Kristin wasn’t concerned about coolness, apparently. “I waxed my bikini line last night,” she announced, lining her arsenal of products up on the vanity. “Just in case.”
“Just in case Tulsa MacCreadie wants to have sex with you?” I snorted.
“I can hear you!” Charla called from the other room.
“Dana’s too cool to get excited about Tulsa,” Olivia said as she brushed on waterproof mascara, plucking at a clump and flicking it away. “It’s not her style.”
In reality, there was only one person I was really excited to see at Guy’s party, but I tried to keep my voice nonchalant. “Well,” I conceded, bumping her hip with mine, familiar. “I mean. He’s no Hot Rod Davison.”
Olivia laughed.
Guy lived in a gated community on the outskirts of Orlando, in a white stuccoed house with big fake Greek columns in the front of it. A fountain burbled away in the front yard. A housekeeper in an actual uniform answered the door, like something out of Jane Eyre, which I’d half read in English back in Jessell earlier that spring. “So nice to see you all,” she said brightly. “Follow me.”
She led us through a living room outfitted with a shiny grand piano and into a sleek white kitchen, then down a short flight of stairs to a rec room with a massive pool table, plus a Pac-Man machine and a jukebox that lit up red and green and gold. “He lives here by himself?” I asked quietly, as we trailed her through the cavernous hallways. Ashley shrugged.
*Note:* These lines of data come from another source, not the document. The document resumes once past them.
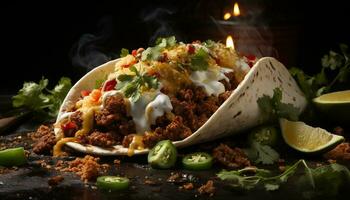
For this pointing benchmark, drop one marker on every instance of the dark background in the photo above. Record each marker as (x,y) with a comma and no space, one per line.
(55,38)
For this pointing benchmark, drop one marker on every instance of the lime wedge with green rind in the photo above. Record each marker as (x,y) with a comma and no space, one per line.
(334,106)
(308,139)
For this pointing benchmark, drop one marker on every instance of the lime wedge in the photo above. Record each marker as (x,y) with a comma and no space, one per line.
(308,139)
(334,106)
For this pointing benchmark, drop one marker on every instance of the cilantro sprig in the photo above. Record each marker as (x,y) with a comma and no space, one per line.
(335,71)
(131,85)
(325,179)
(273,108)
(39,99)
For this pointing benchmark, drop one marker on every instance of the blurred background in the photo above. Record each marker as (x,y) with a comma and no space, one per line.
(55,38)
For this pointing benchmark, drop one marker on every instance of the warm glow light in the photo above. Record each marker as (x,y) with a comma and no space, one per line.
(227,16)
(229,42)
(236,11)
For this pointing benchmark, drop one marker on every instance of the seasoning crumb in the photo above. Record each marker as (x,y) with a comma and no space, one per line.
(231,157)
(55,180)
(207,188)
(187,186)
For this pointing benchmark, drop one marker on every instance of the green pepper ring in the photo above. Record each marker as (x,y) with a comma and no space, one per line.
(112,183)
(12,157)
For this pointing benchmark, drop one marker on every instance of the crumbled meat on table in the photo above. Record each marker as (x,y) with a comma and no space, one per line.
(230,157)
(340,152)
(207,188)
(45,142)
(102,139)
(88,168)
(188,186)
(55,180)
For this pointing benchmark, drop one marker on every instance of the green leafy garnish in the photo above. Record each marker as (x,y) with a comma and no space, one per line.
(260,153)
(153,53)
(330,177)
(166,42)
(273,108)
(335,70)
(131,85)
(37,98)
(199,60)
(124,52)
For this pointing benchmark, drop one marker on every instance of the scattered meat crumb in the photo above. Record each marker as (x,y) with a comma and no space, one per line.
(55,180)
(231,158)
(187,186)
(88,168)
(341,152)
(44,139)
(207,188)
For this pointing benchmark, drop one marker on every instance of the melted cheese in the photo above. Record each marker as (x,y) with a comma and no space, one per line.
(209,80)
(57,149)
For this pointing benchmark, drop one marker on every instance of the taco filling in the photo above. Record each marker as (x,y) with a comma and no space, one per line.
(163,92)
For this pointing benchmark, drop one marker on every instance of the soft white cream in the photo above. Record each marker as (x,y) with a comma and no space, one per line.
(209,80)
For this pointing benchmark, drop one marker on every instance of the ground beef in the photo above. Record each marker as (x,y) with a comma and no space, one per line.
(45,144)
(207,188)
(55,180)
(230,158)
(176,130)
(102,139)
(341,152)
(88,168)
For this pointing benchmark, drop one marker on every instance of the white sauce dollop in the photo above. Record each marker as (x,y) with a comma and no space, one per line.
(145,111)
(209,80)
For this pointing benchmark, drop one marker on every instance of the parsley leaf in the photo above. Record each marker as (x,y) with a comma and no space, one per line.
(199,60)
(273,108)
(131,85)
(262,153)
(124,52)
(42,101)
(335,71)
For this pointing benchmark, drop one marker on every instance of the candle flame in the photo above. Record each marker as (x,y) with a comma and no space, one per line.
(229,42)
(236,11)
(227,16)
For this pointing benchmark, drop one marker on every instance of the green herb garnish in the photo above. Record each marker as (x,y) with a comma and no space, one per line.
(335,71)
(37,98)
(199,60)
(124,52)
(273,108)
(131,85)
(317,179)
(260,153)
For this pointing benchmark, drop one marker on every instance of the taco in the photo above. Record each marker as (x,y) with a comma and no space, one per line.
(187,93)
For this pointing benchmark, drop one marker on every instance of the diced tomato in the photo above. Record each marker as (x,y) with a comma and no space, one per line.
(85,93)
(110,85)
(95,94)
(134,52)
(68,126)
(191,49)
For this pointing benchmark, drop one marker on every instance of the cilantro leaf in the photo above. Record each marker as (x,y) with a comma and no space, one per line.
(273,108)
(124,52)
(199,60)
(131,85)
(42,101)
(166,42)
(262,154)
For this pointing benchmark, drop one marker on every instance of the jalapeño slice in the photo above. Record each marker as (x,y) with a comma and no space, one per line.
(163,155)
(12,157)
(197,161)
(112,183)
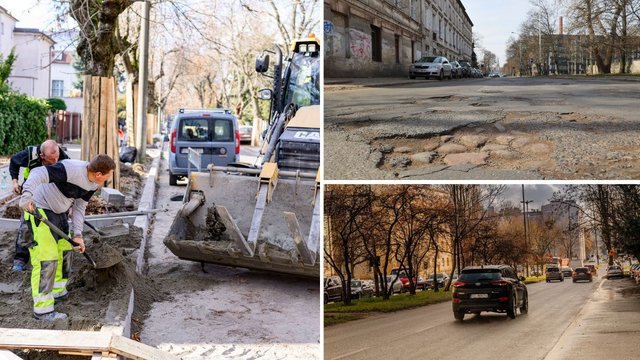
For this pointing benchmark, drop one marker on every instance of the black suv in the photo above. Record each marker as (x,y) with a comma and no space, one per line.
(495,288)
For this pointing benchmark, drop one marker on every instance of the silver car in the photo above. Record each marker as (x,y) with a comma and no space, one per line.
(431,66)
(614,271)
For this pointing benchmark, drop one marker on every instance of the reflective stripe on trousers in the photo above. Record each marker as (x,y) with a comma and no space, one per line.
(50,260)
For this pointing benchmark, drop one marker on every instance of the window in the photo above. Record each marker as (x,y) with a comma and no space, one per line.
(222,130)
(57,88)
(376,43)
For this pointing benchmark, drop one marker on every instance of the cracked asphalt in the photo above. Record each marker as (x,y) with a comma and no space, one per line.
(483,129)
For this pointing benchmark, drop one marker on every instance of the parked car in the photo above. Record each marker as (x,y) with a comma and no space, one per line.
(397,285)
(359,289)
(213,133)
(442,278)
(614,271)
(592,269)
(467,70)
(332,289)
(418,281)
(456,70)
(553,273)
(245,133)
(495,288)
(431,66)
(582,273)
(567,271)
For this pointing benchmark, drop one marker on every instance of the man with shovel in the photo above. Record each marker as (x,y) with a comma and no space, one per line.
(49,193)
(48,153)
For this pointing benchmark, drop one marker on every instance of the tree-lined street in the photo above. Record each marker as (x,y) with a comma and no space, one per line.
(565,320)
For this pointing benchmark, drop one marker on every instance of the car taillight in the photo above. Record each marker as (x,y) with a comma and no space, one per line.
(173,140)
(500,283)
(237,141)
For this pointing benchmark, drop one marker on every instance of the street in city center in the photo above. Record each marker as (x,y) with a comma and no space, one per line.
(492,128)
(598,320)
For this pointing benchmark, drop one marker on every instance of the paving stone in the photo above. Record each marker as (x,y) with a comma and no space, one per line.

“They’re out in the yard,” the housekeeper said, motioning at the sliding glass doors that led there. “If there’s anything you need, just ask.”
In the back was a massive pool landscaped a million times nicer than the one at the complex, complete with a waterslide and a fake grotto like the one I’d seen on a late-night special about the Playboy Mansion. A stainless-steel grill was built into a low stone wall on one side of the yard.